Another disadvantage of the asynchronous, or ripple, counter circuit is
limited speed. While all gate circuits are limited in terms of maximum
signal frequency, the design of asynchronous counter circuits compounds this
problem by making propagation delays additive. Thus, even if strobing is
used in the receiving circuit, an asynchronous counter circuit cannot be
clocked at any frequency higher than that which allows the greatest possible
accumulated propagation delay to elapse well before the next pulse.
The solution to this problem is a counter circuit that avoids ripple
altogether. Such a counter circuit would eliminate the need to design a "strobing"
feature into whatever digital circuits use the counter output as an input,
and would also enjoy a much greater operating speed than its asynchronous
equivalent. This design of counter circuit is the subject of the next
section.
REVIEW:
An "up" counter may be made by connecting the clock inputs of
positive-edge triggered J-K flip-flops to the Q' outputs of the preceding
flip-flops. Another way is to use negative-edge triggered flip-flops,
connecting the clock inputs to the Q outputs of the preceding flip-flops.

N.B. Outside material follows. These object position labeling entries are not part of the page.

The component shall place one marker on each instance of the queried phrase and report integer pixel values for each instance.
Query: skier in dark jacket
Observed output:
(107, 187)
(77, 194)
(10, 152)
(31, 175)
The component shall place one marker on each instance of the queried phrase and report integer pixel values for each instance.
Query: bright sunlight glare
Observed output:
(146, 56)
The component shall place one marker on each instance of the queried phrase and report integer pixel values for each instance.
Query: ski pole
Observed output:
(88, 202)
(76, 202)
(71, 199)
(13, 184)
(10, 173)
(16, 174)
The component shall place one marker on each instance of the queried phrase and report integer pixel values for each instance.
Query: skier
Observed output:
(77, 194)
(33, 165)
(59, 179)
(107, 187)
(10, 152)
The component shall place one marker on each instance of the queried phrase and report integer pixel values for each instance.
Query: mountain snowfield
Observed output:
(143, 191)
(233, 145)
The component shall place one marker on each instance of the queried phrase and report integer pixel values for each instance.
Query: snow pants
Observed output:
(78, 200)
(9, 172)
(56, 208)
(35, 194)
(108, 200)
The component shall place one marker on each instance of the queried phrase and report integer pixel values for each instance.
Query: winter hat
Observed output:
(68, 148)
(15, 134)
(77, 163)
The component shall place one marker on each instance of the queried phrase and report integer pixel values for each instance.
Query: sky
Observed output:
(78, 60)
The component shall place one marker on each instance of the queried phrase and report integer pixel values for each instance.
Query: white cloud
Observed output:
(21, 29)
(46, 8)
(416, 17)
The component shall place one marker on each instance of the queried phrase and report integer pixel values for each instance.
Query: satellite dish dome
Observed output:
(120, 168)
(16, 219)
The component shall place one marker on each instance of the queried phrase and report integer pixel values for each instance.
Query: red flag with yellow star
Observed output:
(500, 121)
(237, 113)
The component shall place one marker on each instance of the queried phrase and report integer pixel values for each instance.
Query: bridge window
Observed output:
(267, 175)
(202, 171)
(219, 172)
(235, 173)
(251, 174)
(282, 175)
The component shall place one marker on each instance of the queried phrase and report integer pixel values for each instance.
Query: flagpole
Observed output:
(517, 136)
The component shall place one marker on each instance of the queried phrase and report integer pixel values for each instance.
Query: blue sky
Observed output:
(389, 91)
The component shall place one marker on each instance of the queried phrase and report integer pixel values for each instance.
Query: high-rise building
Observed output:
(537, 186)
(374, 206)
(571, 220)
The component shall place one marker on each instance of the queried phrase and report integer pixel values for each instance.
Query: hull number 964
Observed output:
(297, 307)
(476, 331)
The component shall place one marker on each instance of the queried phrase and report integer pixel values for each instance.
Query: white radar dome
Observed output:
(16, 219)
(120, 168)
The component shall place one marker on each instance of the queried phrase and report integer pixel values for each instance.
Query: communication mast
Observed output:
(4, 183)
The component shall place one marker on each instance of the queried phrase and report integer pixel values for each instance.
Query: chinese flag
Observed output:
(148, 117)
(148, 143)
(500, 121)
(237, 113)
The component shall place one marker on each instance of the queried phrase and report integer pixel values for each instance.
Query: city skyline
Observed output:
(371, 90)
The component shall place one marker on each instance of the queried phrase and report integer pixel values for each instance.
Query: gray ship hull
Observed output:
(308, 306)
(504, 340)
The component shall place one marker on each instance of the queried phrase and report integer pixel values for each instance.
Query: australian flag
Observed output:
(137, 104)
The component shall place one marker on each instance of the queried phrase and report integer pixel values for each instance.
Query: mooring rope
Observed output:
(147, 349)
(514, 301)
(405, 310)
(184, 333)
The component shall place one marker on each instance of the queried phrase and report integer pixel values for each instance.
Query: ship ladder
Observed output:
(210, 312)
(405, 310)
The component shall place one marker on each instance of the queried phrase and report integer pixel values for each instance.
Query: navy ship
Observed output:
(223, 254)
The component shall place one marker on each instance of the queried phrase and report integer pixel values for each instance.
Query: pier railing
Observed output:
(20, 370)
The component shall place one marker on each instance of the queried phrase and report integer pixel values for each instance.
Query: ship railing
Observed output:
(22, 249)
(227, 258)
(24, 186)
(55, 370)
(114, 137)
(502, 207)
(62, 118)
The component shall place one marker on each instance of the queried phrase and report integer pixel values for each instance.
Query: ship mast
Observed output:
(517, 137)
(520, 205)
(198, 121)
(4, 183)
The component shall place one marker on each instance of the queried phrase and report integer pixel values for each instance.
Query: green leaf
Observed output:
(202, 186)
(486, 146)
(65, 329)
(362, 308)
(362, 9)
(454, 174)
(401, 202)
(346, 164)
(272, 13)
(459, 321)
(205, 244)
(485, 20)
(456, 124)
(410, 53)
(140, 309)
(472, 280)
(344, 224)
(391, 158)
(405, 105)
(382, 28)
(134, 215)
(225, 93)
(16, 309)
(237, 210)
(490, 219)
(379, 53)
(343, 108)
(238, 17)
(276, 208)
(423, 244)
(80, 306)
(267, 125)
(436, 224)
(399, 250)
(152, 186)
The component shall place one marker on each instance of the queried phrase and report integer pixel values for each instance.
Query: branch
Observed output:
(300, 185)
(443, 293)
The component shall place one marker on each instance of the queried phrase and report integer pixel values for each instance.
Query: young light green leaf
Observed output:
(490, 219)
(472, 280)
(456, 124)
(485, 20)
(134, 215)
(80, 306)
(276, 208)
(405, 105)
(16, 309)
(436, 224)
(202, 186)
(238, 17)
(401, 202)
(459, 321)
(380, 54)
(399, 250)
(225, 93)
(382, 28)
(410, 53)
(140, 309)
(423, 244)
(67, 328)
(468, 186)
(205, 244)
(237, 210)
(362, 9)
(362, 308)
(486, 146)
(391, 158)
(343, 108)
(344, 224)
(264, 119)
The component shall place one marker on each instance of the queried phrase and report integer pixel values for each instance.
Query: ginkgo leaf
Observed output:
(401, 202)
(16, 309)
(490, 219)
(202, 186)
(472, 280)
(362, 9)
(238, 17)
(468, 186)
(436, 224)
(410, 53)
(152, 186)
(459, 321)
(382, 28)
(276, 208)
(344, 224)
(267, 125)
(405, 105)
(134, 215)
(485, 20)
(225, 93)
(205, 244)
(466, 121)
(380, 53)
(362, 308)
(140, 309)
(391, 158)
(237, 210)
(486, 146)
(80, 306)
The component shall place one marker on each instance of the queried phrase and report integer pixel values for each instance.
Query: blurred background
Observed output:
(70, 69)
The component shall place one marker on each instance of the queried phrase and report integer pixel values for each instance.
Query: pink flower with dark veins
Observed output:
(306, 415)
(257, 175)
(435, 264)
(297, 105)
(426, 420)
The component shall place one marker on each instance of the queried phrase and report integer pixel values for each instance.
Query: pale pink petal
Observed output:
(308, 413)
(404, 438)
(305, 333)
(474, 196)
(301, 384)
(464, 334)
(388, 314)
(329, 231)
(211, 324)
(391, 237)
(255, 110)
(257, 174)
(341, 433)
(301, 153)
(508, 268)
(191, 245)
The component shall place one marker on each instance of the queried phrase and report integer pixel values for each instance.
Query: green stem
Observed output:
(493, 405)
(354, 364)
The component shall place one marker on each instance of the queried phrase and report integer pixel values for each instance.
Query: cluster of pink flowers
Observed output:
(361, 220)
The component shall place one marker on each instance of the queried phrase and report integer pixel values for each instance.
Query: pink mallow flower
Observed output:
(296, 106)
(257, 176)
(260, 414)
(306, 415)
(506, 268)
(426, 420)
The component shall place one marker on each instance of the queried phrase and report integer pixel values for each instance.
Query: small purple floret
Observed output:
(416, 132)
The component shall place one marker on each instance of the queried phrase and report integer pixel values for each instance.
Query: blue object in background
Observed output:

In either case, the J and K inputs of all flip-flops are connected to Vcc
or Vdd so as to always be "high."
Counter circuits made from cascaded J-K flip-flops where each clock
input receives its pulses from the output of the previous flip-flop
invariably exhibit a ripple effect, where false output counts are
generated between some steps of the count sequence. These types of counter
circuits are called asynchronous counters, or ripple counters.
Strobing is a technique applied to circuits receiving the
output of an asynchronous (ripple) counter, so that the false counts
generated during the ripple time will have no ill effect. Essentially, the
enable input of such a circuit is connected to the counter's clock
pulse in such a way that it is enabled only when the counter outputs are
not changing, and will be disabled during those periods of changing
counter outputs where ripple occurs.